HANOI (Reuters) - Dozens of North Korean security men with identical haircuts and suits marched off an aircraft at Hanoi airport on Sunday, as Vietnamese soldiers searched through shrubbery outside a posh hotel in the city centre days before a North Korea-U.S. summit.
North Korean leader Kim Jong Un and U.S. President Donald Trump will meet in Hanoi on Wednesday and Thursday, hoping to build on a commitment they made at their first meeting, in Singapore in June, to rid the Korean peninsula of nuclear bombs.
They are expected to meet for their second summit in Hanoi’s Government Guesthouse, an elegant, colonial-era building in the city centre, or at the nearby Metropole Hotel, sources have told Reuters.

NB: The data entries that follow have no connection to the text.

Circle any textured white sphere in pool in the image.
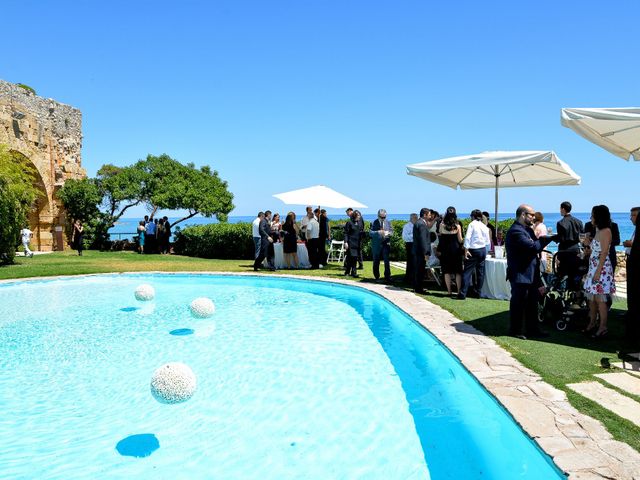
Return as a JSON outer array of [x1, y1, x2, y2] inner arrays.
[[134, 284, 155, 301], [150, 363, 197, 404], [190, 297, 215, 318]]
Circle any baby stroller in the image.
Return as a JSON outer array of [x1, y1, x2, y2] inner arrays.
[[538, 249, 589, 331]]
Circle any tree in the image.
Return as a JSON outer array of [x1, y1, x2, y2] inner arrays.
[[58, 153, 234, 249], [136, 154, 234, 226], [0, 145, 39, 264]]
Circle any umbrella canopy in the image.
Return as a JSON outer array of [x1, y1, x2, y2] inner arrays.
[[561, 107, 640, 161], [406, 150, 581, 224], [273, 185, 367, 209]]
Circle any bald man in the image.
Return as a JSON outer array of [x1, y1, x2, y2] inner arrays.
[[505, 204, 555, 339]]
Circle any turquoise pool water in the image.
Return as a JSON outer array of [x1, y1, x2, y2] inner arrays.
[[0, 274, 563, 479]]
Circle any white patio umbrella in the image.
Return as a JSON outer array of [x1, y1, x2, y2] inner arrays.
[[273, 185, 367, 209], [561, 107, 640, 161], [406, 150, 581, 225]]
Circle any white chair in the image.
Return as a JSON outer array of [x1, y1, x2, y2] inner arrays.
[[327, 240, 346, 263]]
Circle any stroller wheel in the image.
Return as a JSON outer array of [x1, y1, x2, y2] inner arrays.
[[556, 320, 568, 331]]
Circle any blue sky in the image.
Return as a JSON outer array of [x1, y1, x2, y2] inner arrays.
[[4, 0, 639, 216]]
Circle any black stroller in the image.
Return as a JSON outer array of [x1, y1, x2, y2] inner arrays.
[[538, 249, 590, 331]]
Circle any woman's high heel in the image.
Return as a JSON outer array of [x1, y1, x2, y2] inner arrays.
[[591, 329, 608, 339]]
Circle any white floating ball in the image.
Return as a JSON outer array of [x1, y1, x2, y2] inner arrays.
[[135, 284, 155, 301], [150, 362, 197, 404], [190, 297, 215, 318]]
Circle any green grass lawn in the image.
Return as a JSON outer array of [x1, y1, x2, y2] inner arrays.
[[2, 251, 638, 452]]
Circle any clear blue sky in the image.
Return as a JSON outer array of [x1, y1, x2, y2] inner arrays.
[[4, 0, 639, 217]]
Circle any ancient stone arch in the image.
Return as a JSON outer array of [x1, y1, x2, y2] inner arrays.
[[0, 80, 85, 251]]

Vietnam has confirmed that Kim will arrive for an official goodwill visit as well as the summit with Trump, but has released no further details regarding the location of meetings.
A Reuters witness saw Vietnamese soldiers in camouflaged fatigues sweeping the area around the Metropole with a metal detector. Its potted plants were thoroughly checked.
Teams of soldiers were also seen busy on nearby rooftops, installing radio devices and equipment under camouflaged webbing.
Prime Minister Nguyen Xuan Phuc has ordered that security should be a top priority for the summit, the government said in a post on its website.
The Southeast Asian country is relishing its role as peace maker, seeing it as an opportunity to burnish its international standing and balance it foreign ties.
Vietnam has pushed U.S. and North Korean security services to work closely to prepare for the summit, a senior Vietnamese security official told Reuters.
Media published photographs taken at Hanoi’s Noi Bai International Airport showing a North Korean cargo plane with its loading door open and the security men filing off onto the tarmac.
Some banners proclaiming the summit have gone up along Hanoi’s tree-lined streets and some lamp posts are decked with North Korean, Vietnamese and U.S. flags fluttering above a handshake design, but apart from that, for now at least, life goes on as normal.
Motorists have been warned to expect road closures when the leaders are in town.
Security at the train station in the town of Dang Dong, on the Chinese border where Kim is expected arrive by train, has also been stepped up.
Vietnamese soldiers were seen patrolling its streets on Sunday.